I have been reading the Hastie and Tibshirani book again lately, and I noticed in Chapter 9 that the mention the MARS algorithm: Multivariate Adaptive Regression Splines, which is a nonparametric method for fitting a curve to some data.

My question was, how well does this technique work on high-dimensional data? If I remember correctly, one of the key arguments against nonparametric or local regression models was that they did not work very well on high dimensional problems. In high dimensions, the points are already so far away, that you end up creating very wide bins for the data, and this defeats the purpose of local regression or nonparametric methods.
This problem was one of the reasons why Tree based methods became so popular.

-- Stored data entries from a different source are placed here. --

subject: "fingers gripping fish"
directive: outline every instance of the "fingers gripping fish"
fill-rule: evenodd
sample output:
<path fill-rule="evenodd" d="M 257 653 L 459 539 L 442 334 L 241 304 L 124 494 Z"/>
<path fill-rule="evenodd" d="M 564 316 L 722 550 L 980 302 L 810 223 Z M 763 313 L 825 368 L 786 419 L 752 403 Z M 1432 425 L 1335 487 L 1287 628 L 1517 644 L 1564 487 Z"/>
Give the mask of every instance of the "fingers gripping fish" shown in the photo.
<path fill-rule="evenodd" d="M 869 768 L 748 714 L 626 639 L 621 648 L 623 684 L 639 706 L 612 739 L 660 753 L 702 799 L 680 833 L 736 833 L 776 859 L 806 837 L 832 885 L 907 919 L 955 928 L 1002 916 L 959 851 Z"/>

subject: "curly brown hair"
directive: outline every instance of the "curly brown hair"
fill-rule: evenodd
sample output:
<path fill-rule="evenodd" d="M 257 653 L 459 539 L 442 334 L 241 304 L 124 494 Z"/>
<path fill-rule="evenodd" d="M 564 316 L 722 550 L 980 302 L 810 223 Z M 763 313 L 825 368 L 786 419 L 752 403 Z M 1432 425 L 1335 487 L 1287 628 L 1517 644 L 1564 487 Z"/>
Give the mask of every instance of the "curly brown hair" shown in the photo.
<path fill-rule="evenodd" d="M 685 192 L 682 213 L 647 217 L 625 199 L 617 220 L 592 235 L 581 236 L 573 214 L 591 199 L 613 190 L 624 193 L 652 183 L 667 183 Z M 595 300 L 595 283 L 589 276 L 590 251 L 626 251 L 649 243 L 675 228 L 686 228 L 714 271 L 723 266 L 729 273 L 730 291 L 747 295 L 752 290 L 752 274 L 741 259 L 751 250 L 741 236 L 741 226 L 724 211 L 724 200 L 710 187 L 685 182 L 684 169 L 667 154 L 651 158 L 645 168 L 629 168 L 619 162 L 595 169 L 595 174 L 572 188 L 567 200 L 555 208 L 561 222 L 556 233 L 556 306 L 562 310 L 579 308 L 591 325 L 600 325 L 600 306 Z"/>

However, the Hastie and Tibshirani book., Elements of Statistical Learning introduces the MARS algorithm in the same chapter as Tree based methods. So I can't tell if MARS overcomes the problem with dimension that other similar methods have. Does anyone know the answer?

Note that I checked Wikipedia and the HT book itself, but they don't address this question.

Best Answer

In high dimensions, the points are already so far away, that you end up creating very wide bins for the data, and this defeats the purpose of local regression or nonparametric methods.

This 'curse of dimensionality' mostly occurs when the predictors are considered in tandem; not when variables are considered one-by-one, which is essentially what tree-based methods do, and MARS also. In each of the separate dimensions spanned by the predictors variables, the distance between points does not increase.

I expect MARS can do well in high dimensions, if interaction depth is kept low and probably some sparsity should be enforced. The latter can be done by not allowing the forward pass to select a large number of terms, and/or not allowing the backward pass to retain a large number of terms.